Power rating for speakers


What's the difference between 25w-150w and 50w-150w? Looking to set my first pair of high end speakers. When I see the specs, I see that they are rated from 25 - 150 and others models are rated from 50 - 150. What does this mean?
worf
Essentially nothing. These are approximate power ranges the speaker manufacture thinks are proper for the speaker. But amps vary tremendously in their ability to deliver power at different impedance's. Also remember that far more speakers are damaged by too little power than too much. Get the efficiency of the speaker , measured in db for one watt input. Increasing the output 3db requires twice the power. See if the amp you are considering has more than enough to drive the speaker to its full rated output.
Would mean if I played the music at a low level (say 10W) for a speaker thats rated 50-150w, I'd be damaging the speaker?
Would mean if I played the music at a low level (say 10W) for a speaker thats rated 50-150w, I'd be damaging the speaker?

No.

Please also see my response in the other thread in which you posted a similar question.

Regards,
-- Al
Al undoubtably has answered this but I'll try to make it simple. When a speaker is rated at 100 watts it should mean 100 continuous watts. Music is composed of peaks. A 100 watt speaker can tale PEAKS of several times this. If you take a low powered amp and drive it into clipping [beyond its capability] it will eventually start to pass DC current through to the drivers and end by burning them out. so you should err on the high side rather than the low. If you are careful you can use ALMOST any amp with any speaker, but matching power output and speaker requirements make life easier.
Worf -- Stan's response led me to realize why you were asking your question about damaging speakers by playing at low volume. Keep in mind that playing a high powered amp at low volume is a very different situation than playing an underpowered amp at a volume level that is more than it can handle (that exceeds its power rating).

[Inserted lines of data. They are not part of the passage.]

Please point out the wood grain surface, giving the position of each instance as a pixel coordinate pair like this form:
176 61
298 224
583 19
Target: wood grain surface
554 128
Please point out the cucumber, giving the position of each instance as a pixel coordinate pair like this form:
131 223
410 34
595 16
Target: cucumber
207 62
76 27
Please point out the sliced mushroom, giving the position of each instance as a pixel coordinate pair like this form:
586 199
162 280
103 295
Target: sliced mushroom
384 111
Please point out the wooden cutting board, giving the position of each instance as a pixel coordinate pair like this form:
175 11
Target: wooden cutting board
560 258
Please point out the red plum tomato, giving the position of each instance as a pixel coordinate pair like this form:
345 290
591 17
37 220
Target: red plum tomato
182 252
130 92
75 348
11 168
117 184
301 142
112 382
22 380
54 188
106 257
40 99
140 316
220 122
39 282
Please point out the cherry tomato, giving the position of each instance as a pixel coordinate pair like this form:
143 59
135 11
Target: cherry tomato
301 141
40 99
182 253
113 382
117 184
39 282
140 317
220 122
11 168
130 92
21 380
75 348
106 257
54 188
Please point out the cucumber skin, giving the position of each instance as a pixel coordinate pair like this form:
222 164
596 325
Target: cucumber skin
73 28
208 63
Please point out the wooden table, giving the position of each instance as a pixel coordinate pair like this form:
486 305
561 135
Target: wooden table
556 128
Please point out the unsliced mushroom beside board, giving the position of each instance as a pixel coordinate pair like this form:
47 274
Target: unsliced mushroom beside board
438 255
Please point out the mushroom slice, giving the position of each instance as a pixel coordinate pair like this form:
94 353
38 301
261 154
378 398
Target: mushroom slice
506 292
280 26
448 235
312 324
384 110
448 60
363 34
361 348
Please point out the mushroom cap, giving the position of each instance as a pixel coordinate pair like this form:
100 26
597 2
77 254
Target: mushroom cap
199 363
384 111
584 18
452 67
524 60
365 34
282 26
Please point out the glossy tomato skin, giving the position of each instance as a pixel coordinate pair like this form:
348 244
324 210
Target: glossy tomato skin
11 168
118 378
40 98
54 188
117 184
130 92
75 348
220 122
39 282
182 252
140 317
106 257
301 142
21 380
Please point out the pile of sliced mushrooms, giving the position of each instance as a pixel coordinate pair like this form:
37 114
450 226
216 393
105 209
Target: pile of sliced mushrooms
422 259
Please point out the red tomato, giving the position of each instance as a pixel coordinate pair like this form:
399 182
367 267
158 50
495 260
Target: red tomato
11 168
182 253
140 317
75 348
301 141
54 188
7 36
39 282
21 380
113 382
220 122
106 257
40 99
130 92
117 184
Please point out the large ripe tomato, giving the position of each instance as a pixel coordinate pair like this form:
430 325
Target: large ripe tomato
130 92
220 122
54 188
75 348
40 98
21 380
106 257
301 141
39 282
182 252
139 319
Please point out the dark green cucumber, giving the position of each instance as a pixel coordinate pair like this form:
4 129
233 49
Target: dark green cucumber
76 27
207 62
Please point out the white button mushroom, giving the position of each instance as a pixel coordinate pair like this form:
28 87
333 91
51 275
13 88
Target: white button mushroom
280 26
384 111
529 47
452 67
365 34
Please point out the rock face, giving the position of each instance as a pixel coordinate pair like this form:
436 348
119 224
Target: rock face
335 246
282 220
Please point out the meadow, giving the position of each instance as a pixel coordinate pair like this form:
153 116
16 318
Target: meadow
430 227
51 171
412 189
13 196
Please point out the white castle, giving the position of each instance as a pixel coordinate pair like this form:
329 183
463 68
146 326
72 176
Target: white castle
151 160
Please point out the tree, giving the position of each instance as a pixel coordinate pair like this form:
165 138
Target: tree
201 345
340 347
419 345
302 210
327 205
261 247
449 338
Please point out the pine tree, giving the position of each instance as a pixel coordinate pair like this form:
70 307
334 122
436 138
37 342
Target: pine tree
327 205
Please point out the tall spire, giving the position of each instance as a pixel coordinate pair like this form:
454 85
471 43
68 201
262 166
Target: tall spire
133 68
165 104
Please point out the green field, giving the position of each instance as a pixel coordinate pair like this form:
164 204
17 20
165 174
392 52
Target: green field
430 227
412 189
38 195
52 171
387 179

In the first case the speakers are fed a clean, undistorted signal. In the second case, as Stan indicates, the speaker may be fed a highly distorted (clipped) signal. It is the clipping distortion that can do the damage, not the low volume.

Clipping distortion will sound like the music is breaking up on peaks. It will have a static-like character whenever the music gets loud.

Stan -- A small correction to your explanation. The damage would not be caused by the clipped waveform causing dc to flow. The danger with a clipped waveform is the sharp transition points where the normal sine wave turns into a flat top or flat bottom. The abrupt transition points contain high frequency spectral components that are not present in the original waveform. Their high frequency causes the speaker crossovers to route them to the tweeters, causing the tweeters to have to handle abnormally high power levels, which leads to overheating and burn-out.